For the Green Ribbon, my goal for the route was to avoid overlaps with my previous hikes in the Swedish mountains. I don’t need to worry about that for the White Ribbon, since I haven’t been anwyhere in the Swedish mountain chain north of my home county Härjedalen. Another difference from my Green Ribbon is that I’ll avoid travelling off-trail on the White Ribbon. Instead, I’ll stick to marked ski and snowmobile trails as much as possible. I’m not as experienced with long winter trips, I’ll be travelling solo, and going off-trail in winter is a lot tougher than in summer, so I don’t feel comfortable taking the road less travelled for this one.

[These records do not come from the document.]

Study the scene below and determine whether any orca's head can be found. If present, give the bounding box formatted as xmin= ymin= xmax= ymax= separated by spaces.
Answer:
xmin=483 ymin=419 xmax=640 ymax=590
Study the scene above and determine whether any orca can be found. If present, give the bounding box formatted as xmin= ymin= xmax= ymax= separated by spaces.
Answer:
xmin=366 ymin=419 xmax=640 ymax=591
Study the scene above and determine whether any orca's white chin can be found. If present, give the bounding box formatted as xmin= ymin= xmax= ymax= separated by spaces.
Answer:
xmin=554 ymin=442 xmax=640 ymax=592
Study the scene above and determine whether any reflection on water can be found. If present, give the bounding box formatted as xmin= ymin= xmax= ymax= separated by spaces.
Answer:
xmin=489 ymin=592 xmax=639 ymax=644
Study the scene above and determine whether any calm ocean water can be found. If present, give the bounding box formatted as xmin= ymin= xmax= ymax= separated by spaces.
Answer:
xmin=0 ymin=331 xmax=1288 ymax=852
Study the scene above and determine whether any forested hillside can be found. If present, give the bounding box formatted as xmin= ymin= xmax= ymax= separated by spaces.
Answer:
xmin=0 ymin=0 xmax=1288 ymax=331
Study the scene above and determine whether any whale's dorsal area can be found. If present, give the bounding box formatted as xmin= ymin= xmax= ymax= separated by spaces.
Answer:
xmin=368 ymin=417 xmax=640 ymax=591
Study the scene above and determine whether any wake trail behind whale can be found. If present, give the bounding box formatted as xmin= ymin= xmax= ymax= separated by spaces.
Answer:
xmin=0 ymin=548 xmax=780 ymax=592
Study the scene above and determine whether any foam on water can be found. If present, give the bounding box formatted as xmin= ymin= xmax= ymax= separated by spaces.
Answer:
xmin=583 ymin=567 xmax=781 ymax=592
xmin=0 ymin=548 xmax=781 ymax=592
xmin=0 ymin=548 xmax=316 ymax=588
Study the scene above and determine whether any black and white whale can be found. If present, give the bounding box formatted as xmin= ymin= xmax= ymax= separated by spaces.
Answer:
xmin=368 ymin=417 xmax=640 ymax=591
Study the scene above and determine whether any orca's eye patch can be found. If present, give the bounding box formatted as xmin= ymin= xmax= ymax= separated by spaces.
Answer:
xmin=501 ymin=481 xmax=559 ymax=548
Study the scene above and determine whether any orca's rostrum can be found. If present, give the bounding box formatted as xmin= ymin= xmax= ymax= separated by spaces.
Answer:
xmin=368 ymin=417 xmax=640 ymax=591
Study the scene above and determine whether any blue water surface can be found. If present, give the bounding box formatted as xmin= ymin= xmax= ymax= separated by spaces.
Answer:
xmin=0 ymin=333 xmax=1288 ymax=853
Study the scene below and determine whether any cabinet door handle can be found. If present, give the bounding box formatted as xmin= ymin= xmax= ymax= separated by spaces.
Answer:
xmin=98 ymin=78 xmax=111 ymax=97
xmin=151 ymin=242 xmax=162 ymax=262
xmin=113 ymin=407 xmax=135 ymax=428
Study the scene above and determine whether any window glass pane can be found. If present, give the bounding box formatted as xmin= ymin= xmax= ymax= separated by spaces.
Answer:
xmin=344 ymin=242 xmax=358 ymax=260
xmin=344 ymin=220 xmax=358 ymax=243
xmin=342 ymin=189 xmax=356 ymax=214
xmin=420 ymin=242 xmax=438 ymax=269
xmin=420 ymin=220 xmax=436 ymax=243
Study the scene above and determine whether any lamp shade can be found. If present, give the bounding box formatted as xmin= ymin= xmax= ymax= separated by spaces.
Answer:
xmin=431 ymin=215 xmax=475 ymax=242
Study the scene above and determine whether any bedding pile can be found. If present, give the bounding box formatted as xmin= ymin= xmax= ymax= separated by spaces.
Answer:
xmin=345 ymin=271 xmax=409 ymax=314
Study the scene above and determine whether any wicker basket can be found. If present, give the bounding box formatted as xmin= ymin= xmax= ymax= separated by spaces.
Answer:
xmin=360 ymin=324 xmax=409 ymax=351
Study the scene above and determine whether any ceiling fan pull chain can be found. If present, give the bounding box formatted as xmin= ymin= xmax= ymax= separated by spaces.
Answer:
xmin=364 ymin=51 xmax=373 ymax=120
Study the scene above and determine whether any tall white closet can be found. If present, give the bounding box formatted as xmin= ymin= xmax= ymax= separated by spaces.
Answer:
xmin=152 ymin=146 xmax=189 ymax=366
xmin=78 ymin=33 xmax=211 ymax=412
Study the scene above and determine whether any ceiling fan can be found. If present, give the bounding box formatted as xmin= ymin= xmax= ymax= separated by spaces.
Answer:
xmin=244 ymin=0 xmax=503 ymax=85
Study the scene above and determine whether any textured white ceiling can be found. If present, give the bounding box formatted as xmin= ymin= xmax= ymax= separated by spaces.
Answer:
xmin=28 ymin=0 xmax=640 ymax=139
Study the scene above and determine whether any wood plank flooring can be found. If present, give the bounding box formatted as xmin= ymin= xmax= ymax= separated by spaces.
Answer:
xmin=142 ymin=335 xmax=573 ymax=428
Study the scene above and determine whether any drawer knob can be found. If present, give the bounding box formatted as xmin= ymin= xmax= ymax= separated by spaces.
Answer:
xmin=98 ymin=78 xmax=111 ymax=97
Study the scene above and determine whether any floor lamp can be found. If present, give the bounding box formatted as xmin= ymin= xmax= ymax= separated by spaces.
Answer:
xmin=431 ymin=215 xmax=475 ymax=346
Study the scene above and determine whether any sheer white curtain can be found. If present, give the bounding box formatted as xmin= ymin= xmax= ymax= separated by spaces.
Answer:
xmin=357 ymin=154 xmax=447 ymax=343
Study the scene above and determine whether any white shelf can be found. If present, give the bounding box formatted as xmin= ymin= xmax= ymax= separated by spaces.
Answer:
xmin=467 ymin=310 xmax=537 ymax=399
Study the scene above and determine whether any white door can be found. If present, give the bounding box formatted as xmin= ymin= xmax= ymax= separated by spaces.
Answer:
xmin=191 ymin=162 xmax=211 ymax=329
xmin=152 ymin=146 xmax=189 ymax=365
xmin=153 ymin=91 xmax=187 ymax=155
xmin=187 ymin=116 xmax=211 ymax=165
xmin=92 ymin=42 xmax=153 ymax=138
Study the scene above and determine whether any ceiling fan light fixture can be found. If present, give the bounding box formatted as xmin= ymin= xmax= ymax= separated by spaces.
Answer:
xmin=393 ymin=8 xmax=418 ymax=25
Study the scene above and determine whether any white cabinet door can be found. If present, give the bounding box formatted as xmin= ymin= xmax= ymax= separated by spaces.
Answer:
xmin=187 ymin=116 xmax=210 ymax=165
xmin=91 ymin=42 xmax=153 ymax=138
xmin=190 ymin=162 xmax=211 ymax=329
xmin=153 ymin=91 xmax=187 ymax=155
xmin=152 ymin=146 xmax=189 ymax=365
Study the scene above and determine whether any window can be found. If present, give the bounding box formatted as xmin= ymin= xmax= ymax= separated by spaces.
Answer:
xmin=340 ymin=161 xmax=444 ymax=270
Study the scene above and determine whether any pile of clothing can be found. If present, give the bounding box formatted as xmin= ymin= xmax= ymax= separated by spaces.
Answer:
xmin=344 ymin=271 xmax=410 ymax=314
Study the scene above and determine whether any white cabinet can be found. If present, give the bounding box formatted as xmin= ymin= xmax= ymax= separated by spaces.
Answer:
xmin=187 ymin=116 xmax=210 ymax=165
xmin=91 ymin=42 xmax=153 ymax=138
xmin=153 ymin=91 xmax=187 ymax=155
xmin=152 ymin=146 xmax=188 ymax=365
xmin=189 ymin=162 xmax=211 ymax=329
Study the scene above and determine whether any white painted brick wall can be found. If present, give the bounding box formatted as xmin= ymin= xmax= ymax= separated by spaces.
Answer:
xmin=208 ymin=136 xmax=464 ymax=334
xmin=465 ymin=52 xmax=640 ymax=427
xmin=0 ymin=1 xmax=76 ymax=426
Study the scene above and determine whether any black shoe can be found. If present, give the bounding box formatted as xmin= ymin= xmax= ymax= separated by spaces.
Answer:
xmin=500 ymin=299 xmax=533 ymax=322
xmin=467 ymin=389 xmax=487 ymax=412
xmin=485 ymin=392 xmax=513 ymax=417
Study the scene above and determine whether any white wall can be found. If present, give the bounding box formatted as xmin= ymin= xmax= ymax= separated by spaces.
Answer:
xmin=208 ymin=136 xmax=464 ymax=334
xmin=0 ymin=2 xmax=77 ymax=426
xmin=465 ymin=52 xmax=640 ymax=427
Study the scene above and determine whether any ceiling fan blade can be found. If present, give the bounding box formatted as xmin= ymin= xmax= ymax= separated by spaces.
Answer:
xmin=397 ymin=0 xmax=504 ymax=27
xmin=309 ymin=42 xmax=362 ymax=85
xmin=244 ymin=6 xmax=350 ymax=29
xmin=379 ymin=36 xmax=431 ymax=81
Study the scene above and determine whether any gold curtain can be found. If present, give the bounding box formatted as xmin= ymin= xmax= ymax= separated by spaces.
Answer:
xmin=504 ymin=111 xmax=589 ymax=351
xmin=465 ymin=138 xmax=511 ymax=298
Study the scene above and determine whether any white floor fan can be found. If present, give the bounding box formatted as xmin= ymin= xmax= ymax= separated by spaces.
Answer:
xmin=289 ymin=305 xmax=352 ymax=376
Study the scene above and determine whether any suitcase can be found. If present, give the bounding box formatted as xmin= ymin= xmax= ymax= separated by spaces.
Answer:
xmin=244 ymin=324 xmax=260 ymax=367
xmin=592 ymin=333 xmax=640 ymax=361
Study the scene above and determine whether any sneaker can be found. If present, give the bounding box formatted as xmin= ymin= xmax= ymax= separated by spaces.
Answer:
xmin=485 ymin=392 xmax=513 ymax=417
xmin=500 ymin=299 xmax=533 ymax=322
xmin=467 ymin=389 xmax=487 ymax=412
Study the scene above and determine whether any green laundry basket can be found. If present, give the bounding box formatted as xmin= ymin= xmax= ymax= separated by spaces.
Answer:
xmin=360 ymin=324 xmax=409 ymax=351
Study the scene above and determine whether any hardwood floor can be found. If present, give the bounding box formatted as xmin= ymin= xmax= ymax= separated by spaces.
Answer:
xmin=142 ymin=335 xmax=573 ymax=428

I’ve mapped out my planned route in Gaia GPS, where it comes out to 1307 kilometers. You can find the route in its entirety here. The map layer I’m using can be seen through the Min Karta service, which is run by the national mapping agency Lantmäteriet. I’m planning on an average of 20 kilometers per day, including rest days, which comes out to an estimated 65 days or so. That estimate is bound to be incorrect, and even though I tend to do more kilometers than I’ve planned rather than fewer, I’ve taken an extra week off from work just in case.

For inspiration, I’ve looked at the routes used by previous white ribboners, which are listed on the Fjällfararnas Vita & Gröna band website.

Section 1: Grövelsjön – Storlien

Distance
171.3 km

Ascent
7 783 m

Ascent per km
45.43 m

Est. duration
9 days

My first four days on the trail will be almost identical to my last four days on Södra Kungsleden last year, taking me from Grövelsjön in Dalarna through the Rogen nature reserve to my girlfriends family cabin in Fjällnäs, Härjedalen. From Fjällnäs, I’ll go north over Långbrottfjället and down to the homestead Klinken, and then continue north to Storlien via the Fältjägarstugan mountain cabin and Helags, Sylarna and Blåhammaren mountain stations, which only have the unmanned emergency rooms open that early in the season. Fältjägarstugan and Helags seem to be the most common places for white ribboners to be trapped by snowstorms, so I’m hoping I’ll be lucky with the weather here.

Section 2: Storlien – Gäddede

Distance
258.1 km

Ascent
10 494 m

Ascent per km
40.66 m

Est. duration
13 days

From Storlien, I’ll continue north on snowmobile trails, first to the Skalstugan cabin, and then to the Anjan mountain station and Kolåsen mountain hotel. I’ll have a resupply box waiting for me at Kolåsen. Next, I’ll head east on snowmobile trails to the village Olden where I’ll hopefully get a chance to meet the Green and White Ribbon legend Stig at the village community center, and then turn north up to the town Valsjöbyn where I can resupply at the store. North of Valsjöbyn is the large nature reserve Hotagen, where snowmobiles are banned and there are no ski trails, so it’s likely to be a pretty tough crossing. My plan is to stay on elevation for as long as possible, following the route I used through Hotagen on my Green Ribbon along the Norwegian border, until I reach the northern edge of the nature reserve and ski down to the road leading to the town Gäddede. Pretty much everyone who’s doing the White or Green Ribbon pass through here.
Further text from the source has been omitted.